Section 50CA, A New Conundrum For Angel Investors

Section 50CA, A New Conundrum For Angel Investors

SUMMARY

As Per The New Norms, Investors Need To Disclose Their Unquoted Shares As Well

While angel tax getting barred up to $1.5 Mn (INR10 Cr) funding giving some relief to startups as well as angel investors, Section 50CA of Finance Act 2017 is the new cauchemar for angel investors.

Effective from April 1, 2018, as per  Section 50CA applicable for FY18 ITR forms, investors now need to disclose deal valuations and report the accurate capital gains over the same.

So far, income chargeable under capital gains were computed by taking into account the amount of full value of the consideration received or accrued on the transfer of a capital asset which also contained provisions for deeming of stamp duty value as a full value of the consideration for the transfer of immovable property in certain cases.

As per the IT department, there was a room to misreport unquoted shares as to be understood as understated value.

The IT department in a press statement had averred,

  • The Finance Act, 2017 inserted clause (x) in sub-section (2) of Section 56 of the Income tax Act,1961(‘the Act’) so as to widen the scope of taxability of receipt of the sum of money or property without/inadequate consideration.
  • Under the said clause read with Rule 11UA of the Income-tax Rules, 1962(‘ the Rules’) if a person receives jewellery or artistic work or shares and securities for no / inadequate consideration, the fair market value(FMV) of the same is taken into account for computing taxable income under the said clause.
  • Similarly, for immovable property, the stamp duty value is taken into consideration for determining taxability under the same section. However when these assets are received as underlying assets of unquoted equity shares of company, the book value (and not the FMV / stamp duty value) is taken into consideration for determining the value of such shares.
  • Finance Act, 2017 inserted new section 50CA in the Act w.e.f 1st April, 2018 to provide that where consideration for transfer of unquoted equity share of a company is less than the FMV of such share determined in accordance with the prescribed manner, the FMV shall be deemed to be the full value of consideration for the purposes of computing income under the head “Capital gains”.

Computing FMV

Fair Market Value (FMV) definition has been tweaked making investors now to disclose unlisted shares as well as the full value of the consideration received or receivable in respect of the unquoted shares sold by them during the year.

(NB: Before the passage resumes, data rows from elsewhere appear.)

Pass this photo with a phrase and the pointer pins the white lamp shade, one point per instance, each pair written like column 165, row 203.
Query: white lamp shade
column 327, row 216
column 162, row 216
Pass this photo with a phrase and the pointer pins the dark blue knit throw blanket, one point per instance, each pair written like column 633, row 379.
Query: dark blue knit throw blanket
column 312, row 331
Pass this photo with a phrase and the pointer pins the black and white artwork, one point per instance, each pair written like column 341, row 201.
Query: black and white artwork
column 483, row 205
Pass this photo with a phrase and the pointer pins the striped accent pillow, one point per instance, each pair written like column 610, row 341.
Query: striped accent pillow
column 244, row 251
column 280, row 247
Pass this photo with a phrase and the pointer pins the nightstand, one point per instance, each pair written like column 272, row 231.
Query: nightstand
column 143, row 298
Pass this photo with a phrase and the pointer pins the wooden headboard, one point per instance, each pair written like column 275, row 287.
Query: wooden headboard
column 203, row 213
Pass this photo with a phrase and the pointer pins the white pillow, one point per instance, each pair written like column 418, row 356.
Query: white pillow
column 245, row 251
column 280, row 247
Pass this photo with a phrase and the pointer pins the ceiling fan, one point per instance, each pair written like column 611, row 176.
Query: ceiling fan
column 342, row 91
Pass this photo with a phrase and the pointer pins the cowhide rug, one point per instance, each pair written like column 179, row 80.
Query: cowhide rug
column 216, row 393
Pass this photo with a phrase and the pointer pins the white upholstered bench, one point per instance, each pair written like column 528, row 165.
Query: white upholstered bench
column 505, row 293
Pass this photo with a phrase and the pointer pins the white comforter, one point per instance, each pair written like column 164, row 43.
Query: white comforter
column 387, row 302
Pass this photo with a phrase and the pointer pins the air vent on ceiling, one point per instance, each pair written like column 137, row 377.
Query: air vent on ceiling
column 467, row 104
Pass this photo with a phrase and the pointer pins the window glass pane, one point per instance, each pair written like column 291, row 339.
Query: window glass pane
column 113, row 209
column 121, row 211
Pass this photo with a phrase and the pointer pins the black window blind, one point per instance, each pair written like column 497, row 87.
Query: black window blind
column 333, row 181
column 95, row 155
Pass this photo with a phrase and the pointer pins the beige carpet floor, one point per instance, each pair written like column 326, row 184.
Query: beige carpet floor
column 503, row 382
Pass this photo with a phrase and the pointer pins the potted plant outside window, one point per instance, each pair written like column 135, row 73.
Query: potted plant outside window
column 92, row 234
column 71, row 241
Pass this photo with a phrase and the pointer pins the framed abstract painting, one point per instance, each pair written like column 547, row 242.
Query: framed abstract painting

The FMV will now be calculated as:

FMV = (A+B+C+D-L) x (PV)/(PE)

Where:

FMV: Fair Market Value

  • A: Book value of all the assets (other than jewellery, artistic work, shares, securities and immovable property) in the balance sheet as reduced by (i) any amount of income-tax paid, if any, less the amount of income-tax refund claimed, if any, and (ii) any amount shown as asset including the unamortised amount of deferred expenditure that does not represent the value of any asset;
  • B: The price that the jewellery and artistic work would fetch if sold in the open market on the basis of the valuation report obtained from a registered valuer;
  • C: FMV of shares and securities as determined according to this rule;
  • D: The value adopted or assessed or accessible by any authority of the government for the purpose of payment of stamp duty in respect of the immovable property;
  • L= Book value of liabilities shown in the balance sheet, but not including the following amounts, namely:
    • (i) the paid-up capital in respect of equity shares;
    • (ii) the amount set apart for payment of dividends on preference shares and equity shares where such dividends have not been declared before the date of transfer at a general meeting of the company;
    • (iii) reserves and surplus, by whatever name called, even if the resulting figure is negative, other than those set apart towards depreciation;
    • (iv) any amount representing provision for taxation, other than amount of income-tax paid, if any, less the amount of income-tax claimed as refund, if any, to the extent of the excess over the tax payable with reference to the book profits in accordance with the law applicable thereto;
    • (v) any amount representing provisions made for meeting liabilities, other than ascertained liabilities;
    • (vi) any amount representing contingent liabilities other than arrears of dividends payable in respect of cumulative preference shares;
  • PE: Total amount of paid up equity share capital as shown in the balance-sheet; and
  • PV: Paid up value of such equity shares

Before finalising the Act, the IT department had asked the stakeholders to submit their responses over the draft; however, the Act – after it was enacted by the parliament – didn’t have any remarkable change.

Some relief in terms of the minimum quoted amount was being expected by the small/angel investors; however, the draft has been enacted as it which means all big or small investors will have to spend more to meet the new ITR compliance, while calculating the FMV.